Even Odd Tree

Medium
5 days ago

A binary tree is named Even-Odd if it meets the following conditions:

  • The root of the binary tree is at level index 0, its children are at level index 1, their children are at level index 2, etc.
  • For every even-indexed level, all nodes at the level have odd integer values in strictly increasing order (from left to right).
  • For every odd-indexed level, all nodes at the level have even integer values in strictly decreasing order (from left to right).

Given the root of a binary tree, return true if the binary tree is Even-Odd, otherwise return false.

For example, consider the following binary tree:

    1
   / \
  10  4
 /  \ / \
3   X 7  9

In this example, if X = null, the tree is Even-Odd because:

  • Level 0: [1] (odd)
  • Level 1: [10, 4] (even and decreasing)
  • Level 2: [3, 7, 9] (odd and increasing)

However, if we change the tree slightly to:

    5
   / \
  4   2
 / \ / X
3   3 7

This tree is not Even-Odd because level 2 ([3, 3, 7]) is not strictly increasing.

Write a function to determine if a given binary tree is Even-Odd.

Sample Answer
class TreeNode:
    def __init__(self, val=0, left=None, right=None):
        self.val = val
        self.left = left
        self.right = right

from collections import deque

class Solution:
    def isEvenOddTree(self, root: TreeNode) -> bool:
        if not root:
            return True

        queue = deque([root])
        level = 0

        while queue:
            level_size = len(queue)
            prev_val = None

            for _ in range(level_size):
                node = queue.popleft()

                if level % 2 == 0:  # Even level
                    if node.val % 2 == 0:
                        return False
                    if prev_val is not None and node.val <= prev_val:
                        return False
                else:  # Odd level
                    if node.val % 2 != 0:
                        return False
                    if prev_val is not None and node.val >= prev_val:
                        return False

                prev_val = node.val

                if node.left:
                    queue.append(node.left)
                if node.right:
                    queue.append(node.right)

            level += 1

        return True

Naive Solution

The naive approach would involve traversing the tree and checking each level individually to ensure it satisfies the even-odd properties.
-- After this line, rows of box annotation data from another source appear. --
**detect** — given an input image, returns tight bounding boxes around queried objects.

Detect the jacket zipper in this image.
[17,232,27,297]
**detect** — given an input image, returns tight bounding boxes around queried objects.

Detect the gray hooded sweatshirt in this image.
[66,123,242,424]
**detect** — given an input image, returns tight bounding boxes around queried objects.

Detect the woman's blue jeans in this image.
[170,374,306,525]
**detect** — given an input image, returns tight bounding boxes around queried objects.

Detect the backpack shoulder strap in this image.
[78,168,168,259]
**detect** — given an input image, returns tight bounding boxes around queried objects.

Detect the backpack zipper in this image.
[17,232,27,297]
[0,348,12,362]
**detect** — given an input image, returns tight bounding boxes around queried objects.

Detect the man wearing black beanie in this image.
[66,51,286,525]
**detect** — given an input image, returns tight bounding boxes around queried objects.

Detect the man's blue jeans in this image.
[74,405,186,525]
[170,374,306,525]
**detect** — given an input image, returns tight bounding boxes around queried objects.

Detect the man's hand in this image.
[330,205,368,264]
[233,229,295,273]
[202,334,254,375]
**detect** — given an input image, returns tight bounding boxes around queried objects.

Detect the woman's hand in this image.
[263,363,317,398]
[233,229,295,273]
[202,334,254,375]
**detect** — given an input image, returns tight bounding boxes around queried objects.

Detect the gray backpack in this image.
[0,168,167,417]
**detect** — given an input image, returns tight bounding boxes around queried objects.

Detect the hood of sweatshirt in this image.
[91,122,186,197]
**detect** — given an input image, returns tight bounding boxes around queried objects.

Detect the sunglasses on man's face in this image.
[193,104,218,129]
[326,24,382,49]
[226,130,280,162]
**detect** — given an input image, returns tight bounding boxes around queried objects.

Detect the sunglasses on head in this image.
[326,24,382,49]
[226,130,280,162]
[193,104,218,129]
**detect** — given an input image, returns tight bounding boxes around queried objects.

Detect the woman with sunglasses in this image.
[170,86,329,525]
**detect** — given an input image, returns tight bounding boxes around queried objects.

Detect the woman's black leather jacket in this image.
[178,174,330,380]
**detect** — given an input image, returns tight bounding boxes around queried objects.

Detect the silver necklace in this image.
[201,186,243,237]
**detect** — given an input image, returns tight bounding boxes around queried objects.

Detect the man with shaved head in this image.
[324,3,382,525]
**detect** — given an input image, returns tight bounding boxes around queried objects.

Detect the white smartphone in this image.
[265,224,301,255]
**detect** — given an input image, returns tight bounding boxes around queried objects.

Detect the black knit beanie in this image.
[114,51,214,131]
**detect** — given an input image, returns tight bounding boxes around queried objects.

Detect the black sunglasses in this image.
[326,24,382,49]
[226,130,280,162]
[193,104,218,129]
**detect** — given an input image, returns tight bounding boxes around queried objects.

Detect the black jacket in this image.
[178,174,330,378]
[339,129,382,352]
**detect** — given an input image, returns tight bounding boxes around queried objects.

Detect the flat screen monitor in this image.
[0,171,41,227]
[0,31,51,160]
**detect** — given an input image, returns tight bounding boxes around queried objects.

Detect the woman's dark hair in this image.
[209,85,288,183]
This can be done using a Breadth-First Search (BFS). For each level, we'd need to store the node values and then iterate through them to check if they are odd/even and strictly increasing/decreasing, as required.

Optimal Solution

The provided solution is already optimized as it traverses the tree only once using BFS and performs the necessary checks on each node as it's visited. This avoids unnecessary storage or re-computation. The time complexity is O(N), where N is the number of nodes in the tree, as each node is visited once.

Big(O) Run-time Analysis

The run-time complexity is O(N), where N is the number of nodes in the binary tree. This is because the algorithm uses Breadth-First Search (BFS) to visit each node exactly once. The operations performed at each node (checking its value and comparing it with the previous node) take constant time, O(1). Therefore, the overall run-time is proportional to the number of nodes in the tree.

Big(O) Space Usage Analysis

The space complexity is O(W), where W is the maximum width of the binary tree. This is because the algorithm uses a queue to store the nodes at each level during the BFS traversal. In the worst-case scenario, the queue can contain all nodes at the widest level of the tree. For a complete binary tree, the maximum width is approximately N/2, where N is the number of nodes in the tree. Therefore, the space complexity can be considered O(N) in the worst case. However, it's more accurate to describe it as O(W), where W is the maximum width of the tree.

Edge Cases

  1. Empty Tree:
    • If the root is None, the tree is considered Even-Odd, and the function should return True.
  2. Single Node Tree:
    • If the tree contains only the root node, it should be checked if the root value is odd. If it is, the tree is Even-Odd; otherwise, it is not.
  3. Tree with One Level:
    • For a tree where all nodes are at level 0, all node values must be odd and in strictly increasing order (if there's more than one node). This case is naturally handled by the main logic.
  4. Non-integer Values:
    • The code assumes that all node values are integers. If non-integer values are present, the modulo operation (%) may not behave as expected. Handling non-integer values would require additional checks or type conversions.
  5. Large Tree:
    • For very large trees, the queue in the BFS traversal may consume a significant amount of memory. However, this is inherent to the BFS approach, and the space complexity is O(W), where W is the maximum width of the tree.
  6. Duplicate Values in Even Levels:
    • The check for strictly increasing order on even levels and strictly decreasing order on odd levels will fail if there are duplicate values. For example, [1, 3, 3] on an even level would cause the function to return False.
  7. Invalid Input Types:
    • If the input root is not a TreeNode object, the code may raise an exception. Handling this case would require an explicit type check.